Elle traversa la pièce et jeta un coup d’œil dans le couloir menant au cabinet de toilette, à la tanière de son père, au débarras et à la porte latérale de la maison. C’était un joli couloir bien droit avec une moquette marron foncé – presque de la même teinte que les cheveux de Caitlin.
Elle était souvent allée chez d’autres enfants quand elle était plus jeune, et avait fréquemment entendu les parents dire à leurs enfants d’arrêter de courir dans la maison. Son amie Stacy se faisait gronder tout le temps pour ça.
Mais les parents de Caitlin ne lui avaient jamais fait cette remarque. Forcément… Elle avait été obligée de marcher lentement, prudemment.
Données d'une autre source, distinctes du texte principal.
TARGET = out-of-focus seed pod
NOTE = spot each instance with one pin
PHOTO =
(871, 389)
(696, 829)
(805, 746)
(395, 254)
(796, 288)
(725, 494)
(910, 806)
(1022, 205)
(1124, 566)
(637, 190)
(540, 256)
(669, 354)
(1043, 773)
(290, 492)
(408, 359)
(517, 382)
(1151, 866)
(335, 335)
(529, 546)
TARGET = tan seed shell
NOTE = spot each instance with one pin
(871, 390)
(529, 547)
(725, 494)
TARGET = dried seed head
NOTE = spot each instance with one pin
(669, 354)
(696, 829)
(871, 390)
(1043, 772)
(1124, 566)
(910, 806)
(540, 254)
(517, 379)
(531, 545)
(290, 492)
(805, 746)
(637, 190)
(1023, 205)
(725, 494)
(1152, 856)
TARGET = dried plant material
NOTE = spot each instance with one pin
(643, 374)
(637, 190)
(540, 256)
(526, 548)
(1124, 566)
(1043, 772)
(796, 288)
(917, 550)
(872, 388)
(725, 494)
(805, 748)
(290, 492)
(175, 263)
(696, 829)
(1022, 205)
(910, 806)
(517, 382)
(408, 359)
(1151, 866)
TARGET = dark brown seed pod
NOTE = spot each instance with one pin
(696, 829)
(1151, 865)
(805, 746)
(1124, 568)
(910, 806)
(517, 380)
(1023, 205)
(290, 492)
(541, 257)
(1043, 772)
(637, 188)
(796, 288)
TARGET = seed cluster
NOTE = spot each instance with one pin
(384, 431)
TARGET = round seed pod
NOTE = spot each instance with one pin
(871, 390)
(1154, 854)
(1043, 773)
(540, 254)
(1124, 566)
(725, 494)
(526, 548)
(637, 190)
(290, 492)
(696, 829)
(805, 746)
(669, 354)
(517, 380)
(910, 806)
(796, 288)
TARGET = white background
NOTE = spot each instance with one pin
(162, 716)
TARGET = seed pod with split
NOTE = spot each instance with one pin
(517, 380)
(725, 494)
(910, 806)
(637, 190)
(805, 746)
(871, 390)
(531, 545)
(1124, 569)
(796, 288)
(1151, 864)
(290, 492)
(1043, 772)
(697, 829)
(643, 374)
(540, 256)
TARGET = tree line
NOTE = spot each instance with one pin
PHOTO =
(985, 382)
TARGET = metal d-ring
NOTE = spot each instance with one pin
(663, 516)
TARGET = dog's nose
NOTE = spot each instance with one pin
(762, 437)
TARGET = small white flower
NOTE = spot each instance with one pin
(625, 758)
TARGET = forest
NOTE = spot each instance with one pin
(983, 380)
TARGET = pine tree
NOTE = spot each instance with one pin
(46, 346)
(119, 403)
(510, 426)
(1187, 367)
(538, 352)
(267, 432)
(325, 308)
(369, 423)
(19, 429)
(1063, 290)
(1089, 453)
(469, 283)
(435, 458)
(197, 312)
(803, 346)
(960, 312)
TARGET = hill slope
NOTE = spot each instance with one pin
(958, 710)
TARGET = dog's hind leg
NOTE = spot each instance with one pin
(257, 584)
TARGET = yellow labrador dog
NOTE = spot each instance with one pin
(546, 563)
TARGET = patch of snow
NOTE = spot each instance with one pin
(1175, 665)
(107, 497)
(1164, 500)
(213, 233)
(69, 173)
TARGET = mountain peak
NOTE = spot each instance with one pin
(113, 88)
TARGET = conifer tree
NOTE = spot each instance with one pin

Bien sûr, elle n’avait jamais eu à se servir de sa canne blanche dans leur vieille maison d’Austin, ni dans celle-ci au bout de quelques jours, mais ce n’est pas pour autant qu’elle pouvait courir partout. Ses parents faisaient toujours très attention à ne pas laisser traîner des choses par terre, contre lesquelles Caitlin aurait pu trébucher, mais Schrödinger – ou son prédécesseur, Mr Mystofelix – pouvait être n’importe où à tout moment, et Caitlin n’avait surtout pas voulu faire de mal à son chat ou à elle-même.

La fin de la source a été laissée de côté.